Liberty wins $1 bil judgment against Vivendi

Legal fight stems from losses tied to USA Networks sale

Jean-Marie Messier casts a long shadow.

The former CEO’s disastrous tenure at Vivendi continues to plague the French conglom as a Manhattan federal court Monday awarded John Malone’s Liberty Media nearly $1 billion in damages in a 2003 breach of contract and fraud lawsuit.

A jury for the U.S. District Court for the Southern District of New York ruled that Liberty is entitled to €765 million (about $956 million) in damages for loses incurred after selling its USA Networks stake in exchange for 37.4 million Vivendi shares, a 3.6% interest, only to see the stock plummet in value.

Initially worth about €2.3 billion in 2001 ($2.9 billion at today’s exchange rate), the value of Liberty’s Vivendi stake fell to $1.4 billion by the time the transaction was completed in May 2002.

When Liberty sold its Vivendi stake in the fall of 2003 as part of General Electric’s acquisition of Universal, Liberty’s stake was valued at $832 million — hit by Messier’s pricey acquisitions.

Vivendi’s been sued numerous times in the U.S. and France over Messier’s questionable statements to investors about the conglom’s health during his spending spree.

Liberty said in a statement that it intends to seek pre-judgment interest on the jury award.

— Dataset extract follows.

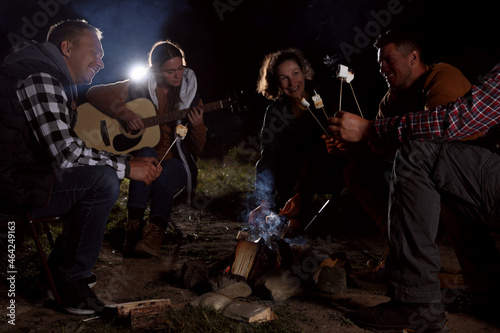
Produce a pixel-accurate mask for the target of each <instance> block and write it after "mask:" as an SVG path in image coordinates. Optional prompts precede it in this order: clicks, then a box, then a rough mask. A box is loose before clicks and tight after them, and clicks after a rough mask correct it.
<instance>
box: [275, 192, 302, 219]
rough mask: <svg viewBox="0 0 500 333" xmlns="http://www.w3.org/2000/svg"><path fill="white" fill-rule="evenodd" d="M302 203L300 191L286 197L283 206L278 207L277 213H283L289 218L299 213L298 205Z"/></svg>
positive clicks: (299, 206)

It noted that the judgment wouldn’t be final until the court rules on any post-trial briefing.

“Although Liberty expects the defendants to ask the court to set aside the verdict during this process, Liberty is confident that the court will deny that request and that the jury’s decision will stand.”

Vivendi said in a statement from Paris Monday that it “strongly disagrees” with the lawsuit and “intends to pursue all available paths of action to overturn the verdict or reduce the damages award.”

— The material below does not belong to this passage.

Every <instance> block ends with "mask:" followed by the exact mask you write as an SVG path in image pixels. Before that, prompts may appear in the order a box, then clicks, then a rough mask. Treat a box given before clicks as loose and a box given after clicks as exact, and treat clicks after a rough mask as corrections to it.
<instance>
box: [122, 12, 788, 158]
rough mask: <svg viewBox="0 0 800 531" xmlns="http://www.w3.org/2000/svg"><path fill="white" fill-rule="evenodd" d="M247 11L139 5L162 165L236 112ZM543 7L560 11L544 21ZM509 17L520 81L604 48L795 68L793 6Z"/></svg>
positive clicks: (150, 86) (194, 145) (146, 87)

Vivendi acquired Universal parent Seagram from the Bronfman family in 2000.

In a complex transaction over a decade ago, Vivendi acquired a controlling interest in USA Networks from Barry Diller and Liberty and merged it with Universal’s entertainment assets, putting Diller at the helm.

As Messier’s empire crumbled, Universal was sold to GE, creating NBCUniversal, which was acquired in 2011 by Comcast.